- Emma Harrison, 2007
- Born: Christchurch, New Zealand
- Occupation(s): Actress, model, dancer
- Years active: 1989–present

= Emma Harrison (actress) =

New Zealand actress and model

Emma Harrison is an actress, model and dancer, best known for the role of Joanna Hartman in the Australian soap-opera Neighbours.

==Early life==
Harrison was born in Christchurch, New Zealand, and raised in Australia. She began performing in ballet and school plays from a young age. Harrison started modelling at the age of 15, when she was spotted in the audience of a beauty contest and was signed by a local modelling agency. She started her television career with commercials, including Palmolive, and KFC. Harrison studied Business at Bond University in Queensland, before dropping out as it was not for her, and moving to Sydney to pursue her acting career.

==Modeling career==
After she was signed, Harrison spent the next two years working with Impulse and Coca-Cola. She also served as a feature model for many hair and beauty lines, including Remington. Harrison also appeared in many pop culture magazines, eventually making appearances for many designers, including Donna Karan.

She has appeared on the covers of many magazines such as FHM, Loaded, Maxim, Ralph and Inside Sport. She was ranked Number 18 of FHM's 100 sexiest women of 1998, named one of the 100 sexiest sports models of 2003 by Inside Sport Magazine, and chosen by Australian Playboy as one of the 10 sexiest women in the world.
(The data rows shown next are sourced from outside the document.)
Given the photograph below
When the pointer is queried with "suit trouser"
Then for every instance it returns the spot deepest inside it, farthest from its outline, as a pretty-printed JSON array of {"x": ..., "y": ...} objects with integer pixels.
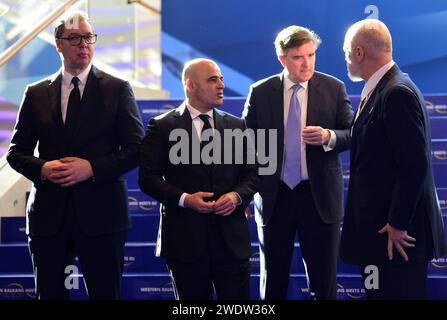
[
  {"x": 403, "y": 281},
  {"x": 217, "y": 268},
  {"x": 295, "y": 212},
  {"x": 101, "y": 258}
]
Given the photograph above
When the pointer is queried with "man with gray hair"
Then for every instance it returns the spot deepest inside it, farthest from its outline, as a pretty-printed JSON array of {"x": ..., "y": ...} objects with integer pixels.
[
  {"x": 393, "y": 221},
  {"x": 88, "y": 130},
  {"x": 312, "y": 114}
]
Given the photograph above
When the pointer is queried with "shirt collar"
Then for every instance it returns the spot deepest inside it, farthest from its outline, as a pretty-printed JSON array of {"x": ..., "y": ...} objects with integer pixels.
[
  {"x": 67, "y": 77},
  {"x": 371, "y": 84},
  {"x": 288, "y": 84},
  {"x": 195, "y": 113}
]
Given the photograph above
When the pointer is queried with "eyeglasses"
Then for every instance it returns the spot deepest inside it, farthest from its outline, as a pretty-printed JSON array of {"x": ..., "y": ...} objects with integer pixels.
[{"x": 76, "y": 39}]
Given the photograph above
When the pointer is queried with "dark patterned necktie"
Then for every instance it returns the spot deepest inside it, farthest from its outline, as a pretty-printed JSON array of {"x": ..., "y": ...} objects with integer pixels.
[{"x": 74, "y": 101}]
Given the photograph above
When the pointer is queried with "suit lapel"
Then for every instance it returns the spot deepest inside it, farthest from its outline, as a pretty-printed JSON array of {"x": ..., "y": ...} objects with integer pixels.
[
  {"x": 183, "y": 120},
  {"x": 91, "y": 99},
  {"x": 312, "y": 104},
  {"x": 370, "y": 106},
  {"x": 220, "y": 123},
  {"x": 373, "y": 100},
  {"x": 276, "y": 107},
  {"x": 54, "y": 99}
]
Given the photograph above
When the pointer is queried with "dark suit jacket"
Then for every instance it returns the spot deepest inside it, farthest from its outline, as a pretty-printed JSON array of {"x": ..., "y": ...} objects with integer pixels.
[
  {"x": 391, "y": 178},
  {"x": 328, "y": 107},
  {"x": 108, "y": 133},
  {"x": 183, "y": 233}
]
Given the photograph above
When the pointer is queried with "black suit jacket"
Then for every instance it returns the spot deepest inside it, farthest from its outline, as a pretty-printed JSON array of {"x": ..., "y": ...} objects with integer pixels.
[
  {"x": 108, "y": 133},
  {"x": 328, "y": 107},
  {"x": 183, "y": 233},
  {"x": 391, "y": 178}
]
Harrison co-created and was the sole model for The Yoga Girl 2010 Calendar. The calendar was released in late 2009 by BrownTrout and was named one of the Top 5 Yoga Calendars of the year. She has continued her association with BrownTrout, with the publisher having Harrison's 2011 Yoga Girl Calendar currently on offer and the 2012 edition scheduled for release in the Fall of this year.

Harrison is featured in a March 2011 national campaign for Hard Tail Forever, and appeared in full-page ads in Yoga Journal and other US publications. She was also photographed for Ritz-Carlton Residences in Vail, Colorado and for Gaiam Lifestyle Media & Personal Growth Solutions.

==Acting==
Harrison appeared in an episode of Mission: Impossible as a slave girl when she was 16 years old. In 1993, she appeared in Time Trax.
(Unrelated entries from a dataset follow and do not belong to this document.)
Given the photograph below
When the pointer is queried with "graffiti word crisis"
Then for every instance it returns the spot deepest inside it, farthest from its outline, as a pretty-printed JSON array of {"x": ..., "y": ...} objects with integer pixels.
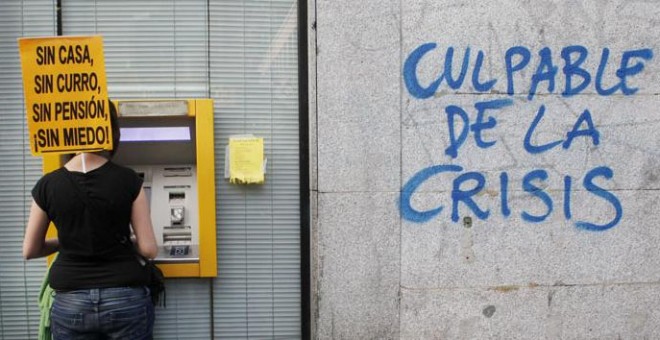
[{"x": 566, "y": 75}]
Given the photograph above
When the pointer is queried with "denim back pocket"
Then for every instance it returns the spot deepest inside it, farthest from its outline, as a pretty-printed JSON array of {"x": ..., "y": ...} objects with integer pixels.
[{"x": 64, "y": 323}]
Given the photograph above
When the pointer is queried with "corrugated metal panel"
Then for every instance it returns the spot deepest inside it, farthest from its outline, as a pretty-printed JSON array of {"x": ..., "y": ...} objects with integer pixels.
[
  {"x": 19, "y": 280},
  {"x": 254, "y": 74}
]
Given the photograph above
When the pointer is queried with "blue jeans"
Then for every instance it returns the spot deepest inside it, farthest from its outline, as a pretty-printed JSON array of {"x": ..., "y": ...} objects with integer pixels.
[{"x": 102, "y": 313}]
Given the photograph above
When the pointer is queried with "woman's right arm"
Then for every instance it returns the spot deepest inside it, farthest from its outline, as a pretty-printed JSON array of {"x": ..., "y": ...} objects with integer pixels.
[
  {"x": 35, "y": 243},
  {"x": 141, "y": 222}
]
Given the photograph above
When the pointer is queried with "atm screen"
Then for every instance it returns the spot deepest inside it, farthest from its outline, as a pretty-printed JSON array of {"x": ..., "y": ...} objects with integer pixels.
[{"x": 155, "y": 134}]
Harrison auditioned for a role on Neighbours in 1995. She was initially unaware the character she was reading for would be Annalise Hartman's (Kimberley Davies) long lost sister, Joanna. The character was Harrison's first major television role. The actress told a writer for the Daily Mirror that it took ten months for her to feel comfortable in her new role. In February 1997, producers told Harrison they were writing her out of Neighbours. She departed on screen on 15 April 1997.

In cinema, Harrison appeared in the Coen Brothers' Intolerable Cruelty, Robert Altman's The Company, and in Street Fighter as Nicola.

In 2007, she appeared in an episode of McLeod's Daughters as Susan.

==Presenting==
Harrison travelled to England where she was already known due to Neighbours.

While in the UK, she hosted two television programmes and was selected as a presenter for the BAFTA Awards.

Harrison's hosting jobs in the United States included fronting the reality show "Butler Bootcamp" for Wealth TV and appearing as a recurring host on Comcast's Vista TV.

==Adverts==
She has appeared on commercials for Budweiser, Taco Bell, Subway, ABC Sports and TNT.

==Other appearances==
In 2004 Harrison appeared in eight instalments of E!'s Style Network's "Style Court".

In 2006 she appeared in Take Home Chef with Curtis Stone on The Learning Channel.

==Personal life==
Emma Harrison currently resides in Los Angeles and Burleigh Heads, Queensland, Australia.